Authors
Zara Latif, Fiona E Harrison, Ph.D
Introduction
Obesity is an epidemic that affects more than one third of the U.S. adult population. The link between obesity and Alzheimer's disease has been firmly established in multiple studies. Obesity contributes to cognitive decline and a state of widespread inflammation that activates immune cells in the body. Neuroinflammation is a result of obesity and is believed to be linked to the pathogenesis of Alzheimer's disease. Microglia serve as the resident macrophages in the brain. They can be activated by a number of inflammatory factors including obesity and Alzheimer's disease pathological changes. The morphology of activated microglia is distinct, activation causes microglial processes to be retracted and causes the soma to increase in size. The effects of obesity on microglial activation are poorly understood particularly in the context of neurodegenerative diseases
Methods
In this study, GFP tagged microglia were isolated from brains of CX3CR1 adult mice fed either high fat or low fat diet.

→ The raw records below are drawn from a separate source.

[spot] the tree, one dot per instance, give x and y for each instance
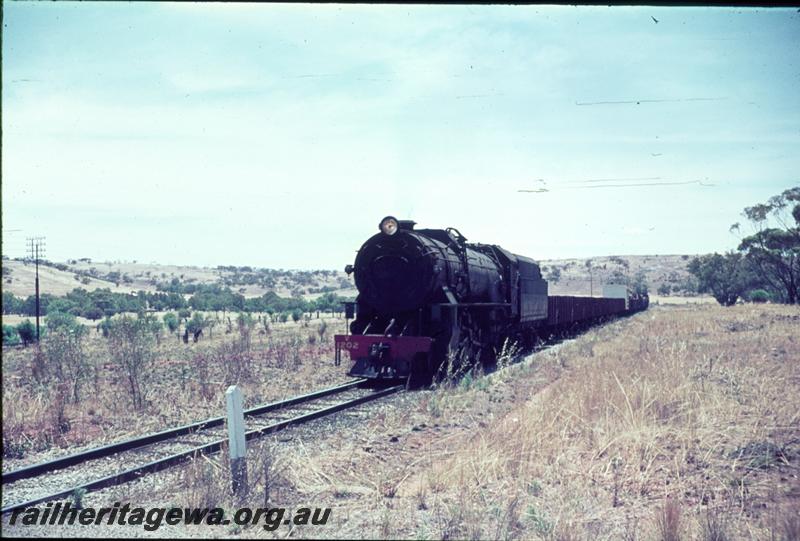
(171, 321)
(61, 320)
(725, 277)
(775, 251)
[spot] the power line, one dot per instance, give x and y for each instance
(36, 248)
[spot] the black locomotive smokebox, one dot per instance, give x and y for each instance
(393, 273)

Percoll gradient centrifugation was used to isolate the microglia. The cells were then activated in culture using lipopolysaccharides (LPS) and imaged at 2, 6, 10 minutes post treatment. The soma area, process length, and number of processes were compared between groups using ImageJ.
Results
High fat diet microglia exhibit a delayed response to LPS compared to low fat diet cells. The soma area of low fat diet microglia is significantly bigger after 2 minutes of activation (p< 0.05).The same increase was not observed in high fat diet microglia. Similarly process retraction was slower in high fat diet mice at 2 minutes and 6 minutes of activation (p< 0.01).
Conclusion
The data suggest that microglia isolated from high fat diet mice display an altered state of responsiveness compared to low fat diet mice likely due to chronic inflammation as a result of obesity. The inflammatory triggers due to obesity could hinder the microglial ability to efficiently respond to insults from the surrounding microenvironment e.g. Amyloid.